Table 1.1 List of the packages for quality control and analysis of gene/protein microarray data

1.4.4 cpma

This package performs phenotype analysis. Numeric values from the data are treated as the input.

1.4.5 mlm

This package is useful for fitting multiple linear models together. The argument consists of a formula, which consists of the description of the models, and data, which consists of the variable of the model.

1.4.6 mixOmics

This package describes a multiple variable-based system for the “omics”-based data and its analysis of information examination to the scientist who wants to give a few appealing properties. Mostly, the package is computationally productive to deal with huge informational collections, where the quantity of sample sets is significantly bigger than the quantity of tests. Furthermore, the package performs measurement lessening by anticipating the information into a littler subspace while catching and featuring the biggest feature selection from a variety of information, bringing about great perception of the natural framework under investigation. Finally, the information appropriation makes it profoundly adaptable to answer topical inquiries over various science-related fields (Rohart et al. 2017). mixOmics multivariate strategies have been effectively connected to factually coordinate informational collections created from contrast sciences ranging from the field of “omics” comprising of transcriptomics, proteomics, and metabolomics.

1.4.7 integrOmics

integrOmics productively performs integrative investigations of two kinds of “omics” factors that are estimated on similar examples. It incorporates a regularized form of standard connection investigation to illuminate relationships between two datasets and a scanty rendition of incomplete slightest squares (PLS) relapse that incorporates synchronous variable choice in both datasets. The helpfulness of the two methodologies has been shown already and effectively connected in different integrative examinations (Lê Cao et al. 2009).

1.4.8 supraHex

supraHex is an R package for preprocessing, normalizing, and imagining omics information. This console package devises a supra-hexagonal manual to process the information, and it gives a versatile functionality for after-dissection of the guide and, all the more imperatively, takes into consideration overlaying extra information for multilayer omics information examinations. The application of supraHex was exhibited through its ability to apply DNA replication timing data, and it performs the same level of grouping and provides a real-time picture of the natural process.
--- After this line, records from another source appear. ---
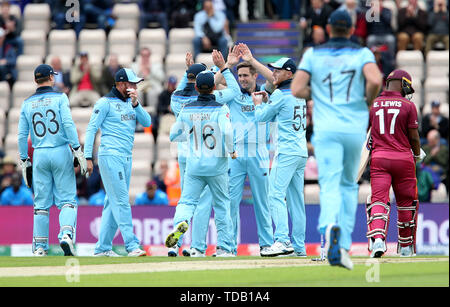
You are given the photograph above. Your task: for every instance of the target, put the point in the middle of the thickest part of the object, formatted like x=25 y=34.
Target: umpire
x=116 y=114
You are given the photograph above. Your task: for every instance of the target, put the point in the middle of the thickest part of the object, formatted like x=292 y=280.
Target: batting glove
x=421 y=156
x=79 y=159
x=27 y=171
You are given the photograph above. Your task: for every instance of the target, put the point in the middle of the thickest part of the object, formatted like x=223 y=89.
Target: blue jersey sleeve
x=306 y=63
x=67 y=122
x=232 y=91
x=98 y=115
x=24 y=130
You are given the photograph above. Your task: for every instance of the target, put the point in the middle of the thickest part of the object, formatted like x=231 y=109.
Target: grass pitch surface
x=221 y=272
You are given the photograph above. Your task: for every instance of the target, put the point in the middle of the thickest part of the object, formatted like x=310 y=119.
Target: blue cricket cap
x=284 y=63
x=127 y=75
x=43 y=70
x=205 y=80
x=340 y=18
x=194 y=70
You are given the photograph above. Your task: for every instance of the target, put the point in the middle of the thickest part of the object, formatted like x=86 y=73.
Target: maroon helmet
x=405 y=78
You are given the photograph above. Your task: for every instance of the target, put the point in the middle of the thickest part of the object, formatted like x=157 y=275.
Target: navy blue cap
x=340 y=18
x=194 y=70
x=127 y=75
x=284 y=63
x=43 y=70
x=205 y=80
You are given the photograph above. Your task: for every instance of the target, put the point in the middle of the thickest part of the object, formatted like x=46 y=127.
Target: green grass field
x=213 y=272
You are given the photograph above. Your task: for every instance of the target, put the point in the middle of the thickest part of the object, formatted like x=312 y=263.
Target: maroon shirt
x=391 y=116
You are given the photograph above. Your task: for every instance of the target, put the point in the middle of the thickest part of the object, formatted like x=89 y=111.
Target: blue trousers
x=53 y=183
x=193 y=187
x=116 y=172
x=257 y=169
x=338 y=156
x=286 y=181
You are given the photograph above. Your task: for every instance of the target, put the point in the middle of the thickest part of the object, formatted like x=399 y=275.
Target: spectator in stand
x=85 y=79
x=412 y=26
x=153 y=75
x=425 y=183
x=8 y=57
x=435 y=120
x=154 y=10
x=380 y=32
x=108 y=73
x=209 y=30
x=11 y=25
x=437 y=158
x=152 y=196
x=59 y=11
x=318 y=37
x=438 y=26
x=7 y=169
x=17 y=194
x=62 y=79
x=181 y=13
x=162 y=174
x=98 y=199
x=316 y=15
x=99 y=12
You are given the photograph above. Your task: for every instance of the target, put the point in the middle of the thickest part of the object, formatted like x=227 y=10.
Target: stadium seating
x=92 y=41
x=37 y=16
x=35 y=42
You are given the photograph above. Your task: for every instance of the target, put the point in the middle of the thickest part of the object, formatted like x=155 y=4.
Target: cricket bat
x=365 y=156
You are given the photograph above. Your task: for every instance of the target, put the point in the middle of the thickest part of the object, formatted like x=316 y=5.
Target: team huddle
x=223 y=128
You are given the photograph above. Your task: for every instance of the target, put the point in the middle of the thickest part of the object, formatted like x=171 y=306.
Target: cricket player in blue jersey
x=205 y=125
x=286 y=181
x=46 y=116
x=341 y=73
x=184 y=94
x=116 y=115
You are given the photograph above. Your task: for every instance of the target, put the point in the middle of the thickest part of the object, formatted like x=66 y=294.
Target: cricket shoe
x=186 y=252
x=137 y=253
x=407 y=251
x=378 y=248
x=173 y=251
x=107 y=254
x=336 y=255
x=66 y=244
x=195 y=253
x=174 y=236
x=277 y=249
x=40 y=252
x=221 y=253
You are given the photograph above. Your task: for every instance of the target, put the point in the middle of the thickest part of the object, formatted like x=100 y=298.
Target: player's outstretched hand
x=27 y=171
x=218 y=59
x=80 y=160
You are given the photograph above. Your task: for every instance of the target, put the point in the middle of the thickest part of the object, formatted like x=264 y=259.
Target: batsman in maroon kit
x=395 y=149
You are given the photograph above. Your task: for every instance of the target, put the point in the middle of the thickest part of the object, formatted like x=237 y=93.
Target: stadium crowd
x=386 y=27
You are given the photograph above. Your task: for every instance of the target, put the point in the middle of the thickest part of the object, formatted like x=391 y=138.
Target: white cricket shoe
x=137 y=253
x=174 y=236
x=107 y=254
x=66 y=244
x=173 y=251
x=277 y=249
x=223 y=253
x=336 y=255
x=195 y=253
x=40 y=252
x=378 y=248
x=407 y=251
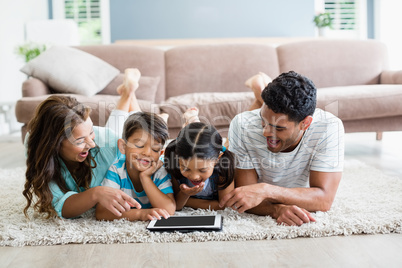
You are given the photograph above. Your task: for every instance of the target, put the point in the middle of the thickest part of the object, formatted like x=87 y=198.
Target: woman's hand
x=115 y=200
x=153 y=213
x=190 y=191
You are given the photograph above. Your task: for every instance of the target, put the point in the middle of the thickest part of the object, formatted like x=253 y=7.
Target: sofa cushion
x=216 y=68
x=149 y=60
x=146 y=90
x=70 y=70
x=361 y=102
x=101 y=106
x=330 y=63
x=215 y=108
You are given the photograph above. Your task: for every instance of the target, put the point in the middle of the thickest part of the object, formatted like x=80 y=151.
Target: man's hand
x=245 y=197
x=292 y=215
x=190 y=191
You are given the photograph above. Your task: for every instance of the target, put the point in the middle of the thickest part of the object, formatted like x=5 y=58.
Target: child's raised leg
x=257 y=83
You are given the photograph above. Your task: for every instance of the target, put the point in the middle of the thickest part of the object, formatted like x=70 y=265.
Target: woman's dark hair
x=291 y=94
x=204 y=142
x=150 y=122
x=54 y=121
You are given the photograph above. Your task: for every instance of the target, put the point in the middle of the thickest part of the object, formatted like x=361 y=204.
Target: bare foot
x=164 y=116
x=130 y=82
x=190 y=116
x=257 y=83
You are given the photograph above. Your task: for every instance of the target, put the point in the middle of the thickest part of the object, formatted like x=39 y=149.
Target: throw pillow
x=70 y=70
x=146 y=90
x=216 y=108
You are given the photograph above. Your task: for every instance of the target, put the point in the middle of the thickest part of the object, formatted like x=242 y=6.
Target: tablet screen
x=186 y=221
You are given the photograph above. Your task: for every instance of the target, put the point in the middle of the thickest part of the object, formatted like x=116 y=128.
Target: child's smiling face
x=141 y=150
x=197 y=170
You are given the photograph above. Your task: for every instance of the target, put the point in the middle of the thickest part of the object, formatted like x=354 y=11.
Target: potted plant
x=323 y=21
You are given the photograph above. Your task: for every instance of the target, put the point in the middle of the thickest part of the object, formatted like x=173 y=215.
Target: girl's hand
x=115 y=200
x=190 y=191
x=153 y=213
x=151 y=170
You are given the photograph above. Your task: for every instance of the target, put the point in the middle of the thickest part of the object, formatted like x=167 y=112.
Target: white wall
x=388 y=29
x=13 y=15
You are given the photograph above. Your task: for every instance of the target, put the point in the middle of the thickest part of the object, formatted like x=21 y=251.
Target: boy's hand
x=154 y=213
x=151 y=169
x=190 y=191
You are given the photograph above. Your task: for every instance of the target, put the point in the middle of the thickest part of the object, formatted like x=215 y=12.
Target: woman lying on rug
x=138 y=170
x=202 y=169
x=67 y=157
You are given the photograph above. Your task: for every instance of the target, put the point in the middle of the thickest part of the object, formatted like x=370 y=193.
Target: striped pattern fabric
x=117 y=178
x=321 y=149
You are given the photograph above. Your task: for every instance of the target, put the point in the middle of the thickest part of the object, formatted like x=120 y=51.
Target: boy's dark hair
x=204 y=142
x=150 y=122
x=291 y=94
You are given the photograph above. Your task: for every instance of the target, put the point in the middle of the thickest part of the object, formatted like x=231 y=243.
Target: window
x=91 y=16
x=349 y=18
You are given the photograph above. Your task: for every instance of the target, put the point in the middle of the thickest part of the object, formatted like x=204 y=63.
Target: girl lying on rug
x=202 y=169
x=67 y=157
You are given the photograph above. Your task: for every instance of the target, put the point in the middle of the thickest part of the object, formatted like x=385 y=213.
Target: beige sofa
x=352 y=78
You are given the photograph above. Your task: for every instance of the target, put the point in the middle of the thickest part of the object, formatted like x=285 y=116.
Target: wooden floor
x=338 y=251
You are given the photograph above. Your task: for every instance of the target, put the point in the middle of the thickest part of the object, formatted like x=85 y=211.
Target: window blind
x=87 y=14
x=344 y=14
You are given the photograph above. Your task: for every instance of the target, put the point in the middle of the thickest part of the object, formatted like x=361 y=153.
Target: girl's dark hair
x=292 y=94
x=201 y=141
x=150 y=122
x=54 y=121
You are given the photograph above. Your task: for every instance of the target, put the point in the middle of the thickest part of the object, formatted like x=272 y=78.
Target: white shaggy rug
x=367 y=202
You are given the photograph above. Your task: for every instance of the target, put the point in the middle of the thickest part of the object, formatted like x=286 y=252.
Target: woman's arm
x=114 y=200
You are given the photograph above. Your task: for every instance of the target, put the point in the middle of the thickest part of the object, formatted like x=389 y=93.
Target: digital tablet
x=187 y=223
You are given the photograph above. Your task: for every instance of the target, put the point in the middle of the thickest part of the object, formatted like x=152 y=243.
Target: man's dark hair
x=292 y=94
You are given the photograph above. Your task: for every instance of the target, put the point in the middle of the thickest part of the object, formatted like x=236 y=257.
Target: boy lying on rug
x=137 y=172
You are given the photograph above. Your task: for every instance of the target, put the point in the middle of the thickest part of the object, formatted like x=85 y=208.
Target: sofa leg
x=379 y=136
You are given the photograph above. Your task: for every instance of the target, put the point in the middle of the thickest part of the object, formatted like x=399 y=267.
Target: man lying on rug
x=289 y=154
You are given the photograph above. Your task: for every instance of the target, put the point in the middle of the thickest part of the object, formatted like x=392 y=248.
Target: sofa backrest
x=150 y=61
x=216 y=68
x=331 y=63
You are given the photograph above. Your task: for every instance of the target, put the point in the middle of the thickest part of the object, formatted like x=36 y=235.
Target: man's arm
x=254 y=197
x=249 y=194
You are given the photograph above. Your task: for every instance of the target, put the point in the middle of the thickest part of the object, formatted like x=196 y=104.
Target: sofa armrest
x=33 y=87
x=391 y=77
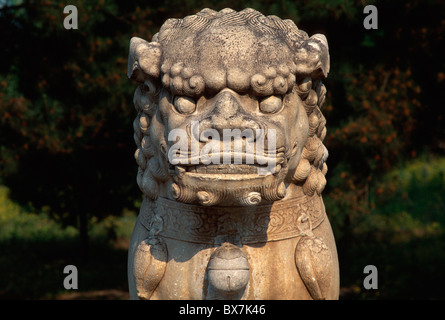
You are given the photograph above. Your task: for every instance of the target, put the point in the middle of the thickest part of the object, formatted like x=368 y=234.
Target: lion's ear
x=144 y=60
x=312 y=57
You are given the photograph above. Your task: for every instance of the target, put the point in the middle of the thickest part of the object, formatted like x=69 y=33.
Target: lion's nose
x=227 y=105
x=228 y=114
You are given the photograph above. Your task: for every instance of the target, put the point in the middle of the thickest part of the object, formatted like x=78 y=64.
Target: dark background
x=68 y=192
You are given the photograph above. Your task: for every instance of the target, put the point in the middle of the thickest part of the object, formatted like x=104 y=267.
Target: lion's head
x=229 y=108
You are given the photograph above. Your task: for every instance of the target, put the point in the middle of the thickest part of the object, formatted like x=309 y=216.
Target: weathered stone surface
x=229 y=136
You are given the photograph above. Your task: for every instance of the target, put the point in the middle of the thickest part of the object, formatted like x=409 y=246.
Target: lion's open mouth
x=261 y=165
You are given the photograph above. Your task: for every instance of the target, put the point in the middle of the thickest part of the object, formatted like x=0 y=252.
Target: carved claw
x=314 y=263
x=150 y=262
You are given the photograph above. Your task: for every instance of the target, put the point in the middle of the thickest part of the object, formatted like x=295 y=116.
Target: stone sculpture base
x=268 y=236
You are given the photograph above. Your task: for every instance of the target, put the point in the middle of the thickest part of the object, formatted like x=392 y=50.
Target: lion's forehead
x=237 y=50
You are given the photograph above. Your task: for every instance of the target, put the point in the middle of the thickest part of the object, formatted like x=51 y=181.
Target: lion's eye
x=271 y=104
x=184 y=105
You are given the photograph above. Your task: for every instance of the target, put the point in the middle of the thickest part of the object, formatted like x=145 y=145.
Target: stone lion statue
x=229 y=134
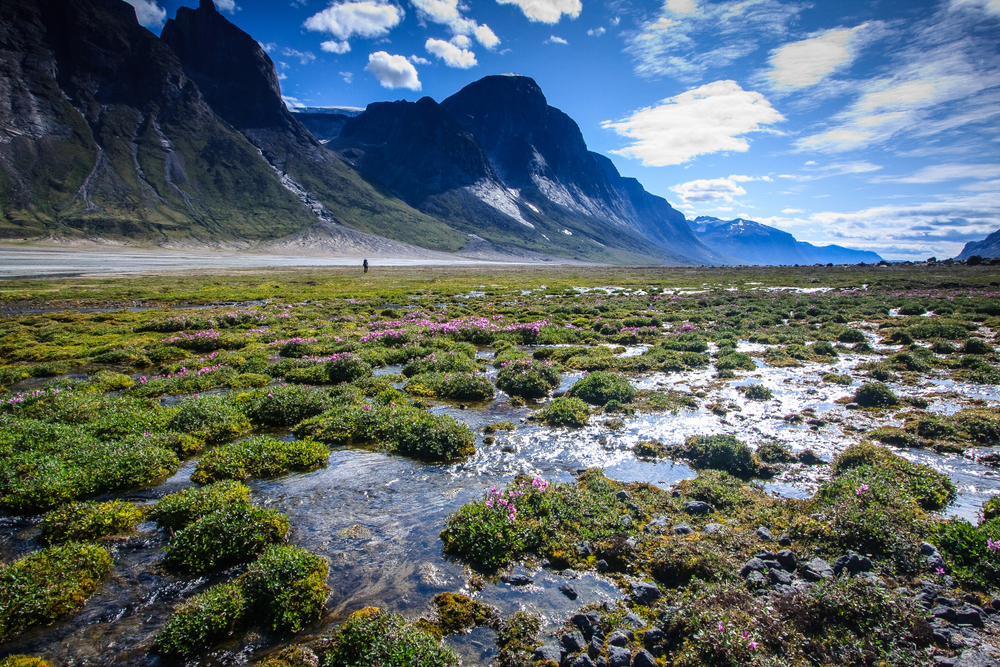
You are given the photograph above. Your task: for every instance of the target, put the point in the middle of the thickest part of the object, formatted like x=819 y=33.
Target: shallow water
x=377 y=518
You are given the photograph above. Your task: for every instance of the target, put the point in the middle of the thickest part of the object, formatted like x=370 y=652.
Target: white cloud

The scientist also observed that CpG overlaying to the replication map resulted in demonstrating the ability of supraHex to establish connections between CpG thickness and late replication data. Being part of the Bioconductor venture, supraHex is useful in making available to a wide network basically what might somehow or another be an unpredictable structure for the ultrafast comprehension of any forbidden omics information, both deductively and aesthetically (Fang and Gough 2014).

1.4.9 OmicCircos

OmicCircos is an R programming bundle used to create great roundabout plots for envisioning genomic varieties, including change designs, duplicate number varieties (CNVs), articulation examples, and also methylation designs. This method can be used to generate scatterplots for the abovementioned examples. Using the factual and realistic capacities in an R/Bioconductor condition, OmicCircos performs measurable examinations and presentations that come about utilizing bunch, boxplot, histogram, and heatmap groups. Moreover, OmicCircos offers various one of a kind capacity, including free track drawing for simple adjustment and combination, zoom capacities, connect polygons, and position-autonomous heatmaps supporting small representation (Hu et al. 2014).